Teens romanticize mental illness

Netflix is a great way to “binge-watch” whole seasons of a television show. Sometimes, it can be like visual superglue, trapping a person there for an entire weekend, when they think they should be hanging out with their friends. Instead, they’re stuck watching “Orange is the New Black”, or “American Horror Story” alone in the dark, with the glow of a computer screen.

This is all fine and dandy. But as soon as they return to civilization, someone giggles about it and says, “Oh my gosh, I’ve been in my room all weekend, I swear I have an antisocial disorder or something.”

Why do so many people believe that a simple choice such as staying in for the night, sitting alone at the library to study, or watching a season of Netflix qualifies them to say they have some kind of personality disorder?

Self-diagnosis can be a valid first step, if someone truly believes they have an illness. But taking the problems of other people and projecting them back onto yourself is different. When someone giggles about an issue that others really struggle with, it becomes disrespectful and insensitive.

This doesn’t just apply to antisocial disorders or introverted personalities. Those shrugging their shoulders about needing a ruler to make a chart because they’re “so OCD”, or having one bad day and saying they’re “depressed” are also guilty of misappropriating a disease.

People need to keep in mind that when they throw clinical phrasing around, it degrades the validity of that mental illness. In the same capacity that a decent person wouldn’t use the “R” word because it is offensive and derogatory, one should never call themselves “bipolar” for going through two moods in one day. Not to mention the ablest undertone that goes along with all of these flippant words and phrases.

However, it all fits under the same category, whether the intention is ablest or not.
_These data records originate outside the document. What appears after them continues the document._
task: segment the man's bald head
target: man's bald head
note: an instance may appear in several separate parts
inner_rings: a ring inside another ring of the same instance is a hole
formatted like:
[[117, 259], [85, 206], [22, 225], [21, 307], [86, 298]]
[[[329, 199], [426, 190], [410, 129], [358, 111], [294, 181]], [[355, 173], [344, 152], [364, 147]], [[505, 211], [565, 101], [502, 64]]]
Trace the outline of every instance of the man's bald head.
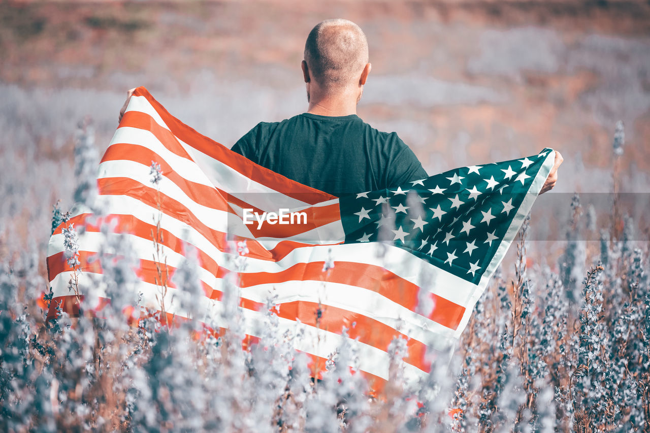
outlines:
[[368, 41], [352, 21], [326, 20], [307, 37], [305, 61], [310, 75], [324, 90], [356, 85], [368, 63]]

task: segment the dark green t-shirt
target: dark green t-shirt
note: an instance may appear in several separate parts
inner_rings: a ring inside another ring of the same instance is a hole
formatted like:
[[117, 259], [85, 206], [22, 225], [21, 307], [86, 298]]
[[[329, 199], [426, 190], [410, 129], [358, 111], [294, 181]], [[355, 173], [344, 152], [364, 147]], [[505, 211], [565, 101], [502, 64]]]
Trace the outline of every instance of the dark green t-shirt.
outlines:
[[396, 133], [377, 131], [356, 114], [330, 117], [306, 112], [282, 122], [260, 122], [232, 150], [337, 196], [428, 177]]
A person wouldn’t say, “I need chemo” if they have a cold. A person wouldn’t say, “I’m a refugee” if their parents kicked them out for a day. They wouldn’t say, “I’m in poverty” if they still have a house, a bed, and a fridge full of food.

Maybe people say these things because assigning some particular disorder or problem that has a specific treatment absolves them of any responsibility of actually addressing the issue themselves.

Humanity would be better off if we all meant what we said. Confucius did exactly that by saying, “When words lose their meaning, people lose their freedom.”